Das Gesetz enthielt ferner einen Katalog von Rechten und Pflichten: Die Genossenschaftsmitglieder sollten ehrlich, gewissenhaft und kameradschaftlich arbeiten; der zur allgemeinen Nutzung in die LPG eingebrachte Boden blieb privates Eigentum; alle Genossen waren gehalten, das gemeinsame Eigentum zu schützen.
"Für die tägliche Arbeit der LPG, für die Realität waren die Musterstatuten sehr viel wichtiger. Sie legten nämlich fest, wie funktioniert der einzelne Betriebstyp, wie funktioniert die Bezahlung, usw., usf. Man hat immer das Gefühl, dass diese Schaffung eines LPG-Gesetzes eine nachholende Aktion war."
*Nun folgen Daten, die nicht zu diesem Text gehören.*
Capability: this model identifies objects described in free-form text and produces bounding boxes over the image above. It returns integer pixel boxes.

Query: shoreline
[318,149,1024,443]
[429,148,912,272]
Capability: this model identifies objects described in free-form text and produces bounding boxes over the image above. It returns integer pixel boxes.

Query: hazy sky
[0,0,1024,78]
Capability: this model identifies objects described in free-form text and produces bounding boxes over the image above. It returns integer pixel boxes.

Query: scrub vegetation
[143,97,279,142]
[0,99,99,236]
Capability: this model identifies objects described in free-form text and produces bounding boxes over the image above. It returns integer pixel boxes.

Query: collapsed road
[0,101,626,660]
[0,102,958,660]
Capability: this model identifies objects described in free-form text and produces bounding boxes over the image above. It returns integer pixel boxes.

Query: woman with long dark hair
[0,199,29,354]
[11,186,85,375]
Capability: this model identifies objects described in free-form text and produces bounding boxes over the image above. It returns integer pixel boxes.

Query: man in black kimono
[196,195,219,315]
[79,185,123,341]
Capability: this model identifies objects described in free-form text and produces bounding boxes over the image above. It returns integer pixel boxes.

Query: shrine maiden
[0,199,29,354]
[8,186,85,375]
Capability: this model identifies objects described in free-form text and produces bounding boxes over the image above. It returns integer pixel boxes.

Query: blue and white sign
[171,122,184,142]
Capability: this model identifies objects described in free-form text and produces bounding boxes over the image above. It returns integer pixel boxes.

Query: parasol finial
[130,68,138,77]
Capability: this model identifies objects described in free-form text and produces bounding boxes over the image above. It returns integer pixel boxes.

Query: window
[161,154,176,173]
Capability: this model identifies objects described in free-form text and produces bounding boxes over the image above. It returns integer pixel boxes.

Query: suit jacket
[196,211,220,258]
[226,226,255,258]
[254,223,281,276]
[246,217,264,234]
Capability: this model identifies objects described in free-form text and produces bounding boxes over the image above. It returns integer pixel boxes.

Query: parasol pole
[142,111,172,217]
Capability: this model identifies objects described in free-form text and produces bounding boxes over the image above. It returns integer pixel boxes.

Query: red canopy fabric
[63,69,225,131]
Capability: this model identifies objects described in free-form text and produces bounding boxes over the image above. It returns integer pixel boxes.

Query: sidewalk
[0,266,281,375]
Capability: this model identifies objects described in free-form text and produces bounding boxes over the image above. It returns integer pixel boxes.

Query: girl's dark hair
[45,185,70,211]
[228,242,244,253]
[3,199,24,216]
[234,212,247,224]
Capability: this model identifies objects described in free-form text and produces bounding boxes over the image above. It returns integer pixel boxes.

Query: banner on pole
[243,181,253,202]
Als das LPG-Gesetz in Kraft trat, existierten in der DDR immer noch 400.000 Privatbetriebe. Sie bewirtschafteten rund die Hälfte des Acker- und Weidelandes.
"Wir haben hier in Müncheberg jetzt 81 Prozent sozialistischen Sektor, wie wir so sagen","
beschrieb der LPG-Vorsitzende Krey den Grad der Kollektivierung in seiner Region.
""Das heißt, wir haben aber noch in Müncheberg 50 Bauern zu gewinnen. Das sind zwar nur Kleinbetriebe über 1 ha., also 1 bis 5 ha., das summiert sich. Sie wollen das einfach noch nicht so begreifen, dass es in der Genossenschaft leichter und besser ist."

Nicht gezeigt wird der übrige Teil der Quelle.